First, create an inference endpoint with your Cohere API key. Make sure to specify a name for your endpoint, and the model_id of one of the rerank models. In this example we will use Rerank v3.

client.inference.put_model(
    task_type="rerank",
    inference_id="cohere_rerank",
    body={
        "service": "cohere",
        "service_settings":{
            "api_key": COHERE_API_KEY,
            "model_id": "rerank-english-v3.0"
           },
        "task_settings": {
            "top_n": 10,
        },
    }
)

You can now rerank your results using that inference endpoint. Here we will pass in the query we used for retrieval, along with the documents we just retrieved using hybrid search.

The inference service will respond with a list of documents in descending order of relevance. Each document has a corresponding index (reflecting the order the documents were in when sent to the inference endpoint), and if the “return_documents” task setting is True, then the document texts will be included as well.

response = client.inference.inference(
    inference_id="cohere_rerank",
    body={
        "query": query,
        "input": documents,
        "task_settings": {
            "return_documents": False
            }
        }
)

# Reconstruct the input documents based on the index provided in the rereank response
ranked_documents = []
for document in response.body["rerank"]:
  ranked_documents.append({
      "title": raw_documents[int(document["index"])]["_source"]["title"],
      "text": raw_documents[int(document["index"])]["_source"]["text"]
  })

# Print the top 10 results
for document in ranked_documents[0:10]:
  print(f"Title: {document['title']}\nText: {document['text']}\n")

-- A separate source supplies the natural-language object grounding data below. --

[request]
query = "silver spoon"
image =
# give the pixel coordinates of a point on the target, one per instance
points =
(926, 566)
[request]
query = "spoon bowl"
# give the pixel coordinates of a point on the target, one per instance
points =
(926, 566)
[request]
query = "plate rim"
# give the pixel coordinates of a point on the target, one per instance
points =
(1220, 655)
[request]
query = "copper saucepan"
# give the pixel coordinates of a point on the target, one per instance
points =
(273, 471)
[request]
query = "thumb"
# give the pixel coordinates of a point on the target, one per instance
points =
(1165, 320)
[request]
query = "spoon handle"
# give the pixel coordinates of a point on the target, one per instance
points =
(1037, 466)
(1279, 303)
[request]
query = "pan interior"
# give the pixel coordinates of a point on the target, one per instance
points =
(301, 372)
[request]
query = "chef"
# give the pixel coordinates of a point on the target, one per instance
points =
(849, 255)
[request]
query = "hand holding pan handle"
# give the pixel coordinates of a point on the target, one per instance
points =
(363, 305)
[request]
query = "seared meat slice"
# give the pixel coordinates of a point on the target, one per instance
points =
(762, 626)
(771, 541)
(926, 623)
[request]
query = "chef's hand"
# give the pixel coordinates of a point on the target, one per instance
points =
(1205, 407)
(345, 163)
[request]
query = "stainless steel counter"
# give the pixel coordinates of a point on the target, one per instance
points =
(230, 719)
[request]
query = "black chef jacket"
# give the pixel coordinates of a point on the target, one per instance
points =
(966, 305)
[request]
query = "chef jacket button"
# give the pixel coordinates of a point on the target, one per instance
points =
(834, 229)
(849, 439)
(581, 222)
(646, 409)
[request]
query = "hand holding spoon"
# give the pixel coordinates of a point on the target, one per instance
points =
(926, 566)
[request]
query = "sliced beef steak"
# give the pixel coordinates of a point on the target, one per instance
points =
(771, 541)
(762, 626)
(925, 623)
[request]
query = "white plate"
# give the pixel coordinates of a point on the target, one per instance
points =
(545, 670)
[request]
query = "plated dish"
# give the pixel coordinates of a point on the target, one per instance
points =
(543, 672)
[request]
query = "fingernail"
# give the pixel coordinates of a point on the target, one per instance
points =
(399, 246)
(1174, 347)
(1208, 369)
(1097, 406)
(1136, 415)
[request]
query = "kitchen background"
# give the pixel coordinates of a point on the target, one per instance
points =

RAG with Cohere and Elasticsearch

Now that we have ranked our results, we can easily turn this into a RAG system with Cohere's Chat API. Pass in the retrieved documents, along with the query and see the grounded response using Cohere's newest generative model Command R+.
Next, we can easily get a grounded generation with citations from the Cohere Chat API. We simply pass in the user query and documents retrieved from Elasticsearch to the API, and print out our grounded response.

response = co.chat(message=query, documents=ranked_documents, model='command-r-plus')

source_documents = []
for citation in response.citations:
    for document_id in citation.document_ids:
        if document_id not in source_documents:
            source_documents.append(document_id)

print(f"Query: {query}")
print(f"Response: {response.text}")
print("Sources:")
for document in response.documents:
    if document['id'] in source_documents:
        print(f"{document['title']}: {document['text']}")

And our response should look something like this.

Query: When were the semi-finals of the 2022 FIFA world cup played?
Response: The semi-finals of the 2022 FIFA World Cup were played on 13 and 14 December.
Sources:
2022 FIFA World Cup: The semi-finals were played on 13 and 14 December. Messi scored a penalty...

And there you have it! A quick and easy implementation of hybrid search and RAG with Cohere and Elastic.